Germany

Right in Europe’s geographic centre is Germany with an area of 357,050 km² and a population of roughly 82.5 million people. The birth rate has risen over the past years to 1.59 children per woman. In light of this baby boom, the Federal Republic is currently experiencing a slight growth in population. Overall, around 10.6 million children under the age of 15 live in Germany.

Steady economic situation

Germany has been experiencing a constant economic upswing. Its GDP totals € 3,263.4 billion (2017) and is predicted to rise further. The retail trade is also very important for Germany. The Federal Republic is the world’s third-largest exporting and importing nation. Its export volume totals US$ 1,250 billion, while US$ 973 billion worth of goods are imported.

A firm labour market and low interest rates entice German citizens to spend more. Also, a further increase in buying power is forecast. The growing birth rate, the solid economy and the high buying power of Germans make the Federal Republic an attractive market for the toy sector.

Toy trends in Germany

Due to the good overall economic situation and the low interest rates in the Federal Republic of Germany, parents and grandparents are likely to spend more on children’s toys. Expenditure for toys totalled € 3,167 million in 2017 and will continue to rise further.

The most lucrative toy segments in Germany include toys for infants and pre-school kids, construction sets as well as games and puzzles. Especially tech toys and traditional toys with electronic features are in demand. Germans greatly value an added benefit and the safety of toys. Quality also plays an important role.

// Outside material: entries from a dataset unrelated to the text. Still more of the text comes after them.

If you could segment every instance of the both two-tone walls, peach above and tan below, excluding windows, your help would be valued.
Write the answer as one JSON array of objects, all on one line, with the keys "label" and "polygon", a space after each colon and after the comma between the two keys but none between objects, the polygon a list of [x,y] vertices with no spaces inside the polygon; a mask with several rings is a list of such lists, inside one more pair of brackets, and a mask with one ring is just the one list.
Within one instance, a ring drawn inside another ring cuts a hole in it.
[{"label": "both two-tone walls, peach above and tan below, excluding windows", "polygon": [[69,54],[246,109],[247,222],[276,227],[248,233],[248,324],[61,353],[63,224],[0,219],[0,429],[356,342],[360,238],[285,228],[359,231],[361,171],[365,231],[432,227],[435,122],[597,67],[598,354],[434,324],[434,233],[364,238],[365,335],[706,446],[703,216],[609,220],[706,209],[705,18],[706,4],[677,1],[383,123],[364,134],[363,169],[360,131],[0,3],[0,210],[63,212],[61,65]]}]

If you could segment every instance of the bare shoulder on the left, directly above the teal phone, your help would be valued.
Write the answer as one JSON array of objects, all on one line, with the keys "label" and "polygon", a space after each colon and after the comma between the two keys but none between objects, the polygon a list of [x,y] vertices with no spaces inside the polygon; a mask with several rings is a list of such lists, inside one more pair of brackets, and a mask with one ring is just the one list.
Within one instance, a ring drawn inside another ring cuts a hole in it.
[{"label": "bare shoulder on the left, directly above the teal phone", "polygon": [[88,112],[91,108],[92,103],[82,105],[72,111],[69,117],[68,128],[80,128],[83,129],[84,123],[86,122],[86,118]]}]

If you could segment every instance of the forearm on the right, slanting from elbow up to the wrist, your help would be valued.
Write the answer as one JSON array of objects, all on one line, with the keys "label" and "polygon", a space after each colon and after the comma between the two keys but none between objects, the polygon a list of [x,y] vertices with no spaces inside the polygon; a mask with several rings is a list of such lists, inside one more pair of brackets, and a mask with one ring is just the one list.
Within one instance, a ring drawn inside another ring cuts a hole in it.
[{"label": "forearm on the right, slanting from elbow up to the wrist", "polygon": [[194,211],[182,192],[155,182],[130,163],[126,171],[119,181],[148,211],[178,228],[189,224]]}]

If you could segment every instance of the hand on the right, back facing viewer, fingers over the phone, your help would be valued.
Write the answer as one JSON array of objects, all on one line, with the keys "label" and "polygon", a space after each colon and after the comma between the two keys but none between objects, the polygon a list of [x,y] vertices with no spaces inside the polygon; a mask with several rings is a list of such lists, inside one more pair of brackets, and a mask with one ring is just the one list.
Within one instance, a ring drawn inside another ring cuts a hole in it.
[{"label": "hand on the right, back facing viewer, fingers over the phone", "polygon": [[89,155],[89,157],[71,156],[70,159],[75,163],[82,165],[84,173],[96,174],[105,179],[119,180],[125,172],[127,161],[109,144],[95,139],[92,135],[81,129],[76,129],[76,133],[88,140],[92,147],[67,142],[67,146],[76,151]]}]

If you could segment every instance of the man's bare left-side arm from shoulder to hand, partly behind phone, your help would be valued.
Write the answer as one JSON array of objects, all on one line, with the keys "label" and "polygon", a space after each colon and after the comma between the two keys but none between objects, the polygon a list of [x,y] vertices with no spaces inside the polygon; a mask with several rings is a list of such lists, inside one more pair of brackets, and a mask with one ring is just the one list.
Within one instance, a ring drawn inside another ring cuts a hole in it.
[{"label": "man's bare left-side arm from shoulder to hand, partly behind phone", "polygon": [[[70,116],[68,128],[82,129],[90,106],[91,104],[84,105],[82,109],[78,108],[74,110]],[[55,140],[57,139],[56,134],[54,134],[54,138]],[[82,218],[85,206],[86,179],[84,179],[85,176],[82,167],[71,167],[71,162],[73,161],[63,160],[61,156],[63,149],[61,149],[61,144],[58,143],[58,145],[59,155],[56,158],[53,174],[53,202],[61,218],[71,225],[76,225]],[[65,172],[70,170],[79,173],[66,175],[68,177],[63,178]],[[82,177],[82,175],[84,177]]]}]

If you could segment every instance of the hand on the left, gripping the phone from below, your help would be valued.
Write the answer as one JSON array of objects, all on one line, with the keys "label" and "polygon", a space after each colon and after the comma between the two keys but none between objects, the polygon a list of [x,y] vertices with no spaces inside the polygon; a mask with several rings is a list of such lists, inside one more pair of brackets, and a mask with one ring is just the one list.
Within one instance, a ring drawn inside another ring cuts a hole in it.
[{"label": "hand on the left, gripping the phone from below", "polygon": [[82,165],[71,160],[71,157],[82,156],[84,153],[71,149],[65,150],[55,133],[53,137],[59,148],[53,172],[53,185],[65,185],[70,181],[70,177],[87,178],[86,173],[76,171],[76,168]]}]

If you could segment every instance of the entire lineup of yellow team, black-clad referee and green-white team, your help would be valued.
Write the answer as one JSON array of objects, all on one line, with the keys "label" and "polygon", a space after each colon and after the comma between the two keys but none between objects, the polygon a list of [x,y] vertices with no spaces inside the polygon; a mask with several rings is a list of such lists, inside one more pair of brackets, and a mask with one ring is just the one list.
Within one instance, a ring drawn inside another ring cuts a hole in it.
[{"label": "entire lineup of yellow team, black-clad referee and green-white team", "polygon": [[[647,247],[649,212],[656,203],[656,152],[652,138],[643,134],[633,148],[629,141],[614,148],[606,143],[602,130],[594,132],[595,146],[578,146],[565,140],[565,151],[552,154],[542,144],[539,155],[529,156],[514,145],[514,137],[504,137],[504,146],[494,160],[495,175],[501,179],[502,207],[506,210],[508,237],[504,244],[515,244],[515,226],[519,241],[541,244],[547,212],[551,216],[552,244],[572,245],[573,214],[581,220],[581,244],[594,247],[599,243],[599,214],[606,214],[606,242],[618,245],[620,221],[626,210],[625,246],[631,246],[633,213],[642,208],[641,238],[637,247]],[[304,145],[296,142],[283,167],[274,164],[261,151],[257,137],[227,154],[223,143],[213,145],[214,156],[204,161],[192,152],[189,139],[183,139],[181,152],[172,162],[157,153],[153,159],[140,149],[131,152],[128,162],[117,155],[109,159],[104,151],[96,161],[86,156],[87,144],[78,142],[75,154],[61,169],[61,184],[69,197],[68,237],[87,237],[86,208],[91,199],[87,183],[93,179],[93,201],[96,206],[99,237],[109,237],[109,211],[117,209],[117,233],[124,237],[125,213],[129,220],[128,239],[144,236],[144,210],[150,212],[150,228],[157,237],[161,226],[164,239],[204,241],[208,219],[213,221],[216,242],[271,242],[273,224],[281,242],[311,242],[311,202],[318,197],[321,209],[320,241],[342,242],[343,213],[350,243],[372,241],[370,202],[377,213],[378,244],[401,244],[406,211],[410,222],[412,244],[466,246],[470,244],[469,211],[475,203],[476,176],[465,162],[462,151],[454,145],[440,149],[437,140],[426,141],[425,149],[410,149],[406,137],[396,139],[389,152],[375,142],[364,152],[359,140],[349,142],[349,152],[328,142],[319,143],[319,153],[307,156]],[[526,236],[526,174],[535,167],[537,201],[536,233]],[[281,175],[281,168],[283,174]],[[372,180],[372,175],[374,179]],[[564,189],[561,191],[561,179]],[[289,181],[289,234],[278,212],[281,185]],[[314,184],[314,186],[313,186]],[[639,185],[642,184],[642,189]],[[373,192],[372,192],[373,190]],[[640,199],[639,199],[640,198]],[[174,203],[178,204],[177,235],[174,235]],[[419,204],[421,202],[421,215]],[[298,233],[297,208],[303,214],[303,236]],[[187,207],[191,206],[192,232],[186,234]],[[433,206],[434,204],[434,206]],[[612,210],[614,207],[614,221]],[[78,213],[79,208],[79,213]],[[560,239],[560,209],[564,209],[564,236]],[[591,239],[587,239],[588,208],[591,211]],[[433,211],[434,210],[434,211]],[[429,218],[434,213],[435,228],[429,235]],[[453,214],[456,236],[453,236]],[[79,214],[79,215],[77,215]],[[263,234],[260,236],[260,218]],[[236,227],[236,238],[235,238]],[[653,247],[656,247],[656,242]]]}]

Parents trust in brands that they themselves played with when they were children. If parents like a toy, it is more likely that it will be bought. For this reason, children’s movies are frequently made so that they equally appeal to parents who then buy the respective licenced products for their children.

Lucrative target groups for toys

Germans buy three-quarters of their toys from brick-and-mortar retailers. Most children’s toys are purchased by parents and grandparents for children up to the age of 6. The target group of primary school children and teenagers still generates half of retail trade sales. This is because German children can finance their toys from pocket money and are thus actively considered in the marketing activities of toys. Not to be neglected is the share of sales generated with toys for adults aged 20+.